3 Ways to Protect Your Business
If you're facing a veritable rodent in your midst; be it a hacker trying to disrupt your business, a knock-off competitor who wants to steal your clients/prospects, a rip-off copycat who can't come up with their own ideas... you have to think like them. Using a metaphor of raccoons that set-up residence in our attic, here are a few ideas to fend off the business rodents who can infest your space.
Don't Blindly Trust the Professionals.Without going into details about how the roofing pros didn't ensure raccoons got into our attic, suffice to say they fell short of keeping the sound of raccoons ballroom dancing on our upstairs ceiling. Thousands of dollars later, the "pros" were never invited back while the raccoons never needed an invitation.
Overestimate the Tenacity of Your Competitors.It turns out that raccoons are pretty tenacious creatures. I custom built a layer of hardwood and stapled chicken wire all along the point where the raccoons were getting in. I even hired a small man to squirm into the space between the roof and soffits to ensure the barrier was screwed in. Months later, the sound of raccoons doing a remake of Saving Private Ryan echoed through our entire attic space. Again, I humanly relocated our furry guests.

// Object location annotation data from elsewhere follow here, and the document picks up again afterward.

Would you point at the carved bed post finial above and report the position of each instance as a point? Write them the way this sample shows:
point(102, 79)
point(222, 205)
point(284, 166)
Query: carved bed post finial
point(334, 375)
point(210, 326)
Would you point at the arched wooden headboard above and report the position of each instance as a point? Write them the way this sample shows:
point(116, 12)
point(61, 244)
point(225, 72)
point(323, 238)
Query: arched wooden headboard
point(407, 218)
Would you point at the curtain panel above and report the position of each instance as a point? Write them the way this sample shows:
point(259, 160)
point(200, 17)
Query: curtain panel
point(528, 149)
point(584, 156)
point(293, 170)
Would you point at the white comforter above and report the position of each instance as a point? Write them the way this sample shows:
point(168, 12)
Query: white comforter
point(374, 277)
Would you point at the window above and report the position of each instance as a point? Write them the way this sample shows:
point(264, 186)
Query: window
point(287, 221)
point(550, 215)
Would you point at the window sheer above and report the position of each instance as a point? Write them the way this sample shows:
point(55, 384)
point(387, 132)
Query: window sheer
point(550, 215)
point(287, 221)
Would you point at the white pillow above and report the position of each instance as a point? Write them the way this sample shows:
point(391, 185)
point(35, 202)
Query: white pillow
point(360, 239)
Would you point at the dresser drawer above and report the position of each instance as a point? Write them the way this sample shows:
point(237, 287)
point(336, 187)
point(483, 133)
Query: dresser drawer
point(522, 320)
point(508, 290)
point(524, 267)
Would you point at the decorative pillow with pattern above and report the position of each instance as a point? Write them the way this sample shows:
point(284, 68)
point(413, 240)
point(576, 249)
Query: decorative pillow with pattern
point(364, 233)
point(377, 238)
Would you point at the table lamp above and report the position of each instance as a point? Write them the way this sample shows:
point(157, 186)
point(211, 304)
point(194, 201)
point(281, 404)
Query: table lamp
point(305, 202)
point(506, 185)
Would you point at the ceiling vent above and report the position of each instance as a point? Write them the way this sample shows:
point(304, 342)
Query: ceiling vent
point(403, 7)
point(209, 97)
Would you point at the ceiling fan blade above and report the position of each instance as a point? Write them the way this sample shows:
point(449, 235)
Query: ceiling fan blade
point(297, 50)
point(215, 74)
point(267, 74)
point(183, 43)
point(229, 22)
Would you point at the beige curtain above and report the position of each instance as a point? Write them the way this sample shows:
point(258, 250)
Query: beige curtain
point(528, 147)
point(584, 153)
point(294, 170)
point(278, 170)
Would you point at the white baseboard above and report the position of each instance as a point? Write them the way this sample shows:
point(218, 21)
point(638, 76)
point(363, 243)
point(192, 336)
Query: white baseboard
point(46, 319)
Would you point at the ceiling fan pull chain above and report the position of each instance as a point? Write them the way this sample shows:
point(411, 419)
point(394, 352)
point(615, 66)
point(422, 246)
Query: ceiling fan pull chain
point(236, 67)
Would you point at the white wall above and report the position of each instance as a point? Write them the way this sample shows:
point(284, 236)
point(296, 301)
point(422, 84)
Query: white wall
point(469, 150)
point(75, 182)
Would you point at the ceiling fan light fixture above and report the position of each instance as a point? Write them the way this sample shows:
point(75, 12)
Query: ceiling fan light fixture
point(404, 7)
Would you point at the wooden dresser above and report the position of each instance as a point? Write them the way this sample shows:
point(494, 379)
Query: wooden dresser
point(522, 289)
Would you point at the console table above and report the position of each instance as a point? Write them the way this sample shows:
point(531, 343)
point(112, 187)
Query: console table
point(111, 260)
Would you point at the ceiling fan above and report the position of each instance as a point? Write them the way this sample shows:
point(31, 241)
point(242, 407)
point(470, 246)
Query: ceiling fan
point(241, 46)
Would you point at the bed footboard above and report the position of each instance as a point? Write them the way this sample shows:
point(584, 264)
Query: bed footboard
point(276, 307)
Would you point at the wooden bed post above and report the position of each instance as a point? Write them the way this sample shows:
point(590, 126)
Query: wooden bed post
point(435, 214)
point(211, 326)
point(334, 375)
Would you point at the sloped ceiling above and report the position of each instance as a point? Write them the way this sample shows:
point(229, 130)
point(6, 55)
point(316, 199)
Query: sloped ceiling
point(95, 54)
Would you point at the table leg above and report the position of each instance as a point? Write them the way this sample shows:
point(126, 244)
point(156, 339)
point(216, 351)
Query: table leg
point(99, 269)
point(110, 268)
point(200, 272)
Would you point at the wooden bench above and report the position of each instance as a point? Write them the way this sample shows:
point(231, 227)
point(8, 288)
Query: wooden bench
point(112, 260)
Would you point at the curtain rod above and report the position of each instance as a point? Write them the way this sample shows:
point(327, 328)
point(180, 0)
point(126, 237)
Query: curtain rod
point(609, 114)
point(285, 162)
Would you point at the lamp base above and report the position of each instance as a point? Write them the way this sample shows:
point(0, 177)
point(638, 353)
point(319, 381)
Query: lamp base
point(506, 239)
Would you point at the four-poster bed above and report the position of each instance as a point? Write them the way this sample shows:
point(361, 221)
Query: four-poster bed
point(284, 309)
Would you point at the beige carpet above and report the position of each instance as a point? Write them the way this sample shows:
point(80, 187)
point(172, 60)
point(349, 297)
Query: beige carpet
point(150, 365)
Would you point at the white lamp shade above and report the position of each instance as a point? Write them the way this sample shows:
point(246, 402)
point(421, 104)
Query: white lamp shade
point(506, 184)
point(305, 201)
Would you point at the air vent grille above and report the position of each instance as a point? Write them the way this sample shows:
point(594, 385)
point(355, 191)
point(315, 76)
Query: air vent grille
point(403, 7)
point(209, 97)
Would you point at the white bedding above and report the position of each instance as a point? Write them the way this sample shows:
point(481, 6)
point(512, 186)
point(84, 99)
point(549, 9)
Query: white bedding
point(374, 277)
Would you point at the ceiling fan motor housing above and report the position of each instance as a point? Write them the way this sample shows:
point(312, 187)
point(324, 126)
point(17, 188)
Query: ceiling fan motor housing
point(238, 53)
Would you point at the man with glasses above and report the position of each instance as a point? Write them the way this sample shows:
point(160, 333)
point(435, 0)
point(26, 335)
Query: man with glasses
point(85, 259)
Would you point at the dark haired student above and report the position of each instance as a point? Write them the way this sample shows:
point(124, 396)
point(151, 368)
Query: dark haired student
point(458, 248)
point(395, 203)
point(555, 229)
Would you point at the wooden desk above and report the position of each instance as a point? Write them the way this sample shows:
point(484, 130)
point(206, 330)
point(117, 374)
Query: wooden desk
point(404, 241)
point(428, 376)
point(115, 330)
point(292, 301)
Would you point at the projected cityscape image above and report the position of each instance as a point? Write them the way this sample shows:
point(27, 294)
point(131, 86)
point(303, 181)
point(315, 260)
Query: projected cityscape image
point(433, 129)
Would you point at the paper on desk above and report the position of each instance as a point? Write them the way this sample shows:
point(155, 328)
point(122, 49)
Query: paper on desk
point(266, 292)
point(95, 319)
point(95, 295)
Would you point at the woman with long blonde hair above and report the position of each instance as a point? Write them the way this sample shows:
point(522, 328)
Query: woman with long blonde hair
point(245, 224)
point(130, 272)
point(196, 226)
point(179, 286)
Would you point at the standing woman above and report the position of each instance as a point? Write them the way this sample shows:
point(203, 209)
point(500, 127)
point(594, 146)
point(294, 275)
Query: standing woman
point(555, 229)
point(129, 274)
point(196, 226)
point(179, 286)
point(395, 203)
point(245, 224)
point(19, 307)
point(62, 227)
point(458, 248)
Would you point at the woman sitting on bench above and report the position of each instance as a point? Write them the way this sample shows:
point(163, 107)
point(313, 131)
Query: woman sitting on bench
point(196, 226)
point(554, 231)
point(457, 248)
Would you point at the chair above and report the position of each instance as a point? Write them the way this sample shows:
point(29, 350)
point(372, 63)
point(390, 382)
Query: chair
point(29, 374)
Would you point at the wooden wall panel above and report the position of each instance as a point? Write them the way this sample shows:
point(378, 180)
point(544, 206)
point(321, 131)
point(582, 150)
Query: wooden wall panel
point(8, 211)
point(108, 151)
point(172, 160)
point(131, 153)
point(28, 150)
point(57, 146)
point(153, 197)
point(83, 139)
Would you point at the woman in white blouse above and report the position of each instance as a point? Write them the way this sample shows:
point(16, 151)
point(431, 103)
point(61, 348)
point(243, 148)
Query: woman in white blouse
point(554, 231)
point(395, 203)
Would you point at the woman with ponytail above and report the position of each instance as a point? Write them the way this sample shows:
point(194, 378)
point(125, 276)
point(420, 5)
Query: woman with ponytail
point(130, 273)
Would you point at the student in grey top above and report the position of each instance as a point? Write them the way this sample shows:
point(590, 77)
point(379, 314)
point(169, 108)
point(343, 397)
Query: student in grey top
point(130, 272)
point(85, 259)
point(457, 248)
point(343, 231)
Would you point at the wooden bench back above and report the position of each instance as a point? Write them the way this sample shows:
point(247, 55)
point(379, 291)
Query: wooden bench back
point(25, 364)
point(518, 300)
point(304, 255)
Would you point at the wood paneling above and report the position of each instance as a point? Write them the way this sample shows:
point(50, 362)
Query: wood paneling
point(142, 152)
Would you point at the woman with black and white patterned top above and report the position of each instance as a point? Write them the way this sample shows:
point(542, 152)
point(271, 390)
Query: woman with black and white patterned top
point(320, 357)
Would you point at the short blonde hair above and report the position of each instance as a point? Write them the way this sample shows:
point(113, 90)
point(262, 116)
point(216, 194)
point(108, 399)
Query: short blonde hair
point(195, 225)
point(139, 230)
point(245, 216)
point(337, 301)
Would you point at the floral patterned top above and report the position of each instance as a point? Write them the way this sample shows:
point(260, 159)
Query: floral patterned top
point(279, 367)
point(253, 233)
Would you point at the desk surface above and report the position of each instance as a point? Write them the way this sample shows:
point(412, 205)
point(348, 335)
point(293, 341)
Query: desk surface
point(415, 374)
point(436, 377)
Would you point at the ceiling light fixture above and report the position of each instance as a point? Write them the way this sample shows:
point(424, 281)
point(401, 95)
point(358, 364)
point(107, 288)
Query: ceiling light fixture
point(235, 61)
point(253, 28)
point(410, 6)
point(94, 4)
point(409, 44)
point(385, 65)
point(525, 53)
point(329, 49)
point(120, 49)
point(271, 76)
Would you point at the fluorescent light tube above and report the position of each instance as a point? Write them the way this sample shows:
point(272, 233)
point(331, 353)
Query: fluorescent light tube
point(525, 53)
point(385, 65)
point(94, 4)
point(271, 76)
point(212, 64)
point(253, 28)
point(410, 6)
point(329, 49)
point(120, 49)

- Overcompensate Your Barrier(s) to Entry. With the roofing company and skinny helpers permanently in my rear-view mirror I decided to take matters into my own hands. With the barrier of wood and chicken wire torn back and tossed aside by raccoons determined to exercise their squatter's rights, I squeezed into the tiny space. I sprayed Coyote Urine in and around the opening. I tripled the number of screws in the wood/wire barrier. I caulked the entire perimeter. I cut out sheet metal to cover the space with extra-flaps to surround the top, sides and bottoms. Screwed another dozen screws into any available opening. Then caulked the entire length and breadth of the metal edges.
By thinking like a raccoon (not lazy roofers or uninvested skinny guys) did I conquer this first world problem. May your business be fortified by your attention to not blindly trusting professionals, overestimating the tenacity of your competitors, and overcompensating any barriers to entry into your business space.